Donna looked at him sadly. "Don't you know where you are, love?"

The Doctor shook his head. "Haven't the slightest."

"Ahh..." she said. "It makes sense, then." She looked him dead in the eye. "You're in the In-Between."

"The what?"

"The In-Between." Donna repeated. "You see, when a character gets written off a show, they don't just disappear for good. The linger in the hearts of the fans, and the fans keep them alive. But at a price. Once you're living here, you're fair play for fanfiction authors, some of the most vicious sadists in the galaxy."

The Doctor gulped. "Fanfiction authors?"

Donna nodded sadly. "They've been writing about you ever since you regenerated into this body," she explained, "But you couldn't tell before. The force of canon was too strong around you. Around all of us. But with this new regeneration, you've been written out of canon. The rules don't apply anymore, Doctor. It's jungle law here. You will see things you never wanted to see, you'll be forced to do things you never even wanted to think about, let alone do. And sometimes, you won't even act like yourself. Fanfiction is a dark and scary place, even for a Time Lord. You'll have to be careful."

The Doctor processed this new information with wide eyes. "So... so I'm on my own, then? Again?"

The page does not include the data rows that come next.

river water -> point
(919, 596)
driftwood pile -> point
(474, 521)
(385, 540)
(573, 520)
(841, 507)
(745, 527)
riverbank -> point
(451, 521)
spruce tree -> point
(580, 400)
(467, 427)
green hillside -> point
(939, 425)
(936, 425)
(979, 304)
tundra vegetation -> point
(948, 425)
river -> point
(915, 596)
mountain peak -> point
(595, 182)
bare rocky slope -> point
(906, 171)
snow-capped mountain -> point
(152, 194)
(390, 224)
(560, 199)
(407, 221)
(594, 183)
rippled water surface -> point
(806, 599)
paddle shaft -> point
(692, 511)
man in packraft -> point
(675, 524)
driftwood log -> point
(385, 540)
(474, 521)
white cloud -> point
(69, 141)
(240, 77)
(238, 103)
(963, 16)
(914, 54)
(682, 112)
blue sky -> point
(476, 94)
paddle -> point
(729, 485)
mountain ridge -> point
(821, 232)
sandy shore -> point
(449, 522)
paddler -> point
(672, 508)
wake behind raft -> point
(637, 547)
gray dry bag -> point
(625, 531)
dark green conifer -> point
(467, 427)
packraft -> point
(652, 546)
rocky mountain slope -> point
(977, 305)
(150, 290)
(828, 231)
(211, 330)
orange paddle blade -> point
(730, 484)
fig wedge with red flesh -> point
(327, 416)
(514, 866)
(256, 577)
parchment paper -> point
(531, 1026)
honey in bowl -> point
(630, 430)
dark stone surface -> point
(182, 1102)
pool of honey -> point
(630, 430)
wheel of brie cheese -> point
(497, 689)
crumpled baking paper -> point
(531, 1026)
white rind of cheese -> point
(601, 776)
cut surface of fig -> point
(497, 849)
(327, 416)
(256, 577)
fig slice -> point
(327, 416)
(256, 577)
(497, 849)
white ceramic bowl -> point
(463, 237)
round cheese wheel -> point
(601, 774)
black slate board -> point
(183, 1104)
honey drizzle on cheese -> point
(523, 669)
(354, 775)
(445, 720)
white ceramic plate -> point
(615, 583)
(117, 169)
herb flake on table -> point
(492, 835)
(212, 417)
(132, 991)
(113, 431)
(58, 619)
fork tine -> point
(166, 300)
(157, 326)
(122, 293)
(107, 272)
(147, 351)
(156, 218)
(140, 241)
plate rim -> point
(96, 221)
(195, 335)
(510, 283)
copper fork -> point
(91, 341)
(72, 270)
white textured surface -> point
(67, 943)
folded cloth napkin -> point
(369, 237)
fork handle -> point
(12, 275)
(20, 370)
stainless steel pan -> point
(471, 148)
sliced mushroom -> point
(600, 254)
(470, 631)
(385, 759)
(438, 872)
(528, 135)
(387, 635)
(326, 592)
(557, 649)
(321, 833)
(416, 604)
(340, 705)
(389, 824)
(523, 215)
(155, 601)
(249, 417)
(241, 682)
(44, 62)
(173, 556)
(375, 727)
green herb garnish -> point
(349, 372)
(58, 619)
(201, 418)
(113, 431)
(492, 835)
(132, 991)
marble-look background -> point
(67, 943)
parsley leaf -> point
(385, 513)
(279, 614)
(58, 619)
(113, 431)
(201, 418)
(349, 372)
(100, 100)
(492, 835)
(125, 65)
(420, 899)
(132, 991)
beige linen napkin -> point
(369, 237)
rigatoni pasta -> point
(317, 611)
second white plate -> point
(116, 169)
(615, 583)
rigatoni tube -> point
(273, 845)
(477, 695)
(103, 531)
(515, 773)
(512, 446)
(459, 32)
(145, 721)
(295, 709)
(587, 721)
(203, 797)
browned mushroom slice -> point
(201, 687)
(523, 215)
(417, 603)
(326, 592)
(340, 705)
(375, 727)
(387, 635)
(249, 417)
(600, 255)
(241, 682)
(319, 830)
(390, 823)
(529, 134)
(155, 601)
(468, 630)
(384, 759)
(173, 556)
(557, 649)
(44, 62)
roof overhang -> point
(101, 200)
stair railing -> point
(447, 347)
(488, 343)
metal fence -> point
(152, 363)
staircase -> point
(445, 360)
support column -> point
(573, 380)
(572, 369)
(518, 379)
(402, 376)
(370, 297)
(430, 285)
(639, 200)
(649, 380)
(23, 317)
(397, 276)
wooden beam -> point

Donna laughed at that, but in a nice way. "Oh, no. Not at all. In fact, you'll probably be happier here than you were in canon. Everyone who's ever died there, is alive here. That's how I have all my memories, that's how every other companion you've ever had is alive and well somewhere in the In-Between. Hell, even earlier versions of yourself are here!"

"Well that doesn't seem so bad."

"But you're forgetting."

"Forgetting what?"

"You're at the mercy of the fanfiction authors. Yeah, some of them stick to canon... but there's crack fics and OOC-ness and... slash!"

The Doctor looked at the ground awkwardly. Donna noticed.

"What?" she demanded.

"Well... _some_ slash really _is_ canon... you know... in some cases..."

It took her a second to realize what he was implying, but when she finally did, her eyes widened to the size of dinner plates.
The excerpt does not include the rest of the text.